Her 9 Eylül günü, iki kızını gelin gibi süsler, elimizden tutup törenler için Namazgah’tan Konak’a indirirdi. O gün sanki düğüne gider gibi İzmir mahalleleri ve Ege köyleri akın akın yolları doldurur, kahraman ordumuzun geçeceği köşeleri tutardı. Bayrağımızın dalgalanarak geçişini görmek için insanlar üst üste yığılırdı. Kalpaklı kuvayı milliyecileri bağırlarına basarlardı.
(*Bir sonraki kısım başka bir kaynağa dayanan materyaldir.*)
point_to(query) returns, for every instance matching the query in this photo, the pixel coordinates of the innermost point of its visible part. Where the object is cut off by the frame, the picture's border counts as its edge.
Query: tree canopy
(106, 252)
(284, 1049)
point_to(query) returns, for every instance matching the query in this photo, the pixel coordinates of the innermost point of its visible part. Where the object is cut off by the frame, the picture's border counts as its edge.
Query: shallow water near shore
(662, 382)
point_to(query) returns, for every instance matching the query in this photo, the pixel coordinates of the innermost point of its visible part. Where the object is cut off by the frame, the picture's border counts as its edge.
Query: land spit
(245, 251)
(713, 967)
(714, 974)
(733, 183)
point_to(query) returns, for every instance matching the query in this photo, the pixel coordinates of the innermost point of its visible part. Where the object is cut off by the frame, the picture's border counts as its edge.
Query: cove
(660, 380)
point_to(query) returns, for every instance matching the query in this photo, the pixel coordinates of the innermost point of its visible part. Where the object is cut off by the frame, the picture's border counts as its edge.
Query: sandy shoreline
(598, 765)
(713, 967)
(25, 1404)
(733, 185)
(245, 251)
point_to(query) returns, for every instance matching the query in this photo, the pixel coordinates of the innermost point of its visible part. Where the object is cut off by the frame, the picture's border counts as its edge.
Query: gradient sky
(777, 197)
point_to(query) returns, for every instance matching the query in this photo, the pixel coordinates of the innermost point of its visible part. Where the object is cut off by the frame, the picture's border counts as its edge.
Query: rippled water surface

Anneciğim, tören başlar başlamaz ağlardı. Hem de hüngür hüngür.. Niçin ağladığını bilmezdik, çünkü çok küçüktük. Ama biz de annemizle birlikte ağlardık. ‘Çocuklarım bizim en büyük bayramımız 9 Eylül’dür, çünkü o gün biz cehennemden kurtulduk. Eğer 9 Eylül olmasa idi, ne Kurban Bayramı olurdu, ne Ramazan, ne Cumhuriyet bayramı..’ derdi.
SEVGİLİ ANNEM
“- Bu sözlerinin anlamını çok sonra genç kız olunca anladım. 1969’du.. Annem çok yaşlanmıştı. 7 Eylül’de hastaneye kaldırdık. 9 Eylül törenlerini göremeyeceğim diye üzülüyordu. ‘Anneciğim, seni 9 Eylül’de Büyük Efes Oteli’ne taşıyacağız, sahile bakan oda tuttum. Törenleri izleyeceksin’ dedim. Çocuklar gibi sevindi. Ancak ertesi günü ağırlaştı ve 9 Eylül’de vefat etti.
Süvarilerin geçeceği yoldan bu kez anamın cenazesi geçti. Hastanede yanında sımsıkı tuttuğu çantasından bir küçük Türk bayrağı çıktı. Onu yıkamış ve tertemiz ütülemişti. Onu ebedi yatağına, toprağa tevdi ederken, mezarına o bayrağı da koyduk. ‘Anneciğim, toprak ve bayrak’ birbirine karıştı. Bu yüzden bayrak görünce ağlarım. Türk bayrağını gökyüzüne yazmak için moda aleminde canla başla çalıştım.”
BAYRAK DİKTİM
“- Yugoslavya’nın Trogir kentindeki Enternasyonal Moda Festivali’ndeydik. 26 ülke vardı. Dev salona girdik, podyum süslenmişti, devletlerin bayrakları gönderlerde peri kızları gibi dalgalanıyordu.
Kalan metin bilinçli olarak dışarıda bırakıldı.